I don't know if I promised myself I wouldn't get picky, but sometimes you do just feel you want to say something about what someone is saying. Sometimes this gets very confusing, especially when I read Letters to the Editor about other Letters to the Editor about stories I never read. I really have to start to cut the cord somewhere.
The following is culled from a 3-Star reader Amazon book review someone wrote on Last Call, Daniel Okrent's book on Prohibition. There are way more 5 and 4 star reviews, and only a smattering of lower ratings. For someone who claims not to be critical, the writer goes on about things that are not liked. The following:
The book is informative and lively, but eventually the mannerisms in the writing can get irritating, April 25, 2010
HARD WORDS. The author sometimes uses words that are rarely used in speech, and that are only encountered in the Scholastic Aptitude Test (SAT) that is taken by high school students. This is not a criticism of the book, it is only an observation. Of course, it is widely recognized that the ultimate book that uses hard words is Melville's MOBY DICK. At any rate, we encounter these words: dithyramb (page 25), anodyne (p. 18), emolument (p. 29), eponymous (p. 35), punctilious (p. 45), disingenuous (p. 93), eulogists (p.110).
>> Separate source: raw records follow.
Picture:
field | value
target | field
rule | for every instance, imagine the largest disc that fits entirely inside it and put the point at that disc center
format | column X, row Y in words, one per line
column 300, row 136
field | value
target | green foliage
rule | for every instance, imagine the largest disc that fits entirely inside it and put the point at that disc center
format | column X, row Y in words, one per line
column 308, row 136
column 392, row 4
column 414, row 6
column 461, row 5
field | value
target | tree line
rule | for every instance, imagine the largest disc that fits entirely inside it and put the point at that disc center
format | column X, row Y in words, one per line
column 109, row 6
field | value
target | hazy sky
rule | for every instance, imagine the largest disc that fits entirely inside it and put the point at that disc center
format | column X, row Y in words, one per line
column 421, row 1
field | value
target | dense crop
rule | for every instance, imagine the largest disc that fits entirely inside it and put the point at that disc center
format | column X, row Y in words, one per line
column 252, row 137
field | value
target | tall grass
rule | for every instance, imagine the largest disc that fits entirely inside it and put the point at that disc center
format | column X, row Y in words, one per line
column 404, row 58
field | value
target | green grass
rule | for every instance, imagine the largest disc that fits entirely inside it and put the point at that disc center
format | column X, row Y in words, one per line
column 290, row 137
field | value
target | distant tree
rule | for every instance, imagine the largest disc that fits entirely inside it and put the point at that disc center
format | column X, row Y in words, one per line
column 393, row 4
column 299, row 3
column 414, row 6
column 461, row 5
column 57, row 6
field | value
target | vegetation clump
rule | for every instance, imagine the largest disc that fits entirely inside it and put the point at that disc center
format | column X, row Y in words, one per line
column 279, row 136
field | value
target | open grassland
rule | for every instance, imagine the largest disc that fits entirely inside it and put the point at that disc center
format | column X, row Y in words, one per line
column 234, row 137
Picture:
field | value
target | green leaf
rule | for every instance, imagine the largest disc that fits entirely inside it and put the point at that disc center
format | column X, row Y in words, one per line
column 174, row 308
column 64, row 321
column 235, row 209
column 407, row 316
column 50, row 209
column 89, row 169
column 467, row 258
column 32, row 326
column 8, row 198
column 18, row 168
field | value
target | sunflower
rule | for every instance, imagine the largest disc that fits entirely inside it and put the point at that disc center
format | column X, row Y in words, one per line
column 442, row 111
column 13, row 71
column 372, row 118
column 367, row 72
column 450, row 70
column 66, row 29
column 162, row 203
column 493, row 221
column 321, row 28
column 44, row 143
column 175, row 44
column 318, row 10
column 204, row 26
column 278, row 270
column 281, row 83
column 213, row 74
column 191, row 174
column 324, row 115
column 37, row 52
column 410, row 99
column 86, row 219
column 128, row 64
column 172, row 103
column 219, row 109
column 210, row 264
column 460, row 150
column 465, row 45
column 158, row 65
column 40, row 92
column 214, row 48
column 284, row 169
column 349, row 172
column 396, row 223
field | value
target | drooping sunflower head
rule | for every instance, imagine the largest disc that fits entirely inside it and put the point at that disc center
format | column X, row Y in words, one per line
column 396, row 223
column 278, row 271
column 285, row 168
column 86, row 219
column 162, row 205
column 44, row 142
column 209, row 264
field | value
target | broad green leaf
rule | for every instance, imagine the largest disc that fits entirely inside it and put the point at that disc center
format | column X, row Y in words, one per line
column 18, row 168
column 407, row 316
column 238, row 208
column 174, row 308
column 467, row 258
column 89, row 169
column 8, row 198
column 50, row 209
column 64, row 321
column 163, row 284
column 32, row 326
Hardly makes it Finnegan's Wake. But of course, that's not exactly what they said. Last Call is 468 pages long and the reviewer cites 7 words as examples of rarity. Perhaps. But the list stops by page 110. I guess Mr. Okrent got a hold of himself, or the reader knew all the other ones that came after.
Certainly nothing wrong with being sent to the dictionary now and then. Another reviewer notes they were sent to the online dictionary now and then. I confess to being sent to the hard copy ones. And I didn't mind. I learned a few new words.
Like today. In a book review in the WSJ of Voyager, by Stephen J. Pyne, the reviewer, Glenn Harlan Reynolds, uses the word "hairshirt" to describe a confab of guilt ridden academics talking about space colonization.
I couldn't get the definition from the context, so I had to look it up. It's a great word. I can't wait for someone on Fox News to use it. I think I can guess the context.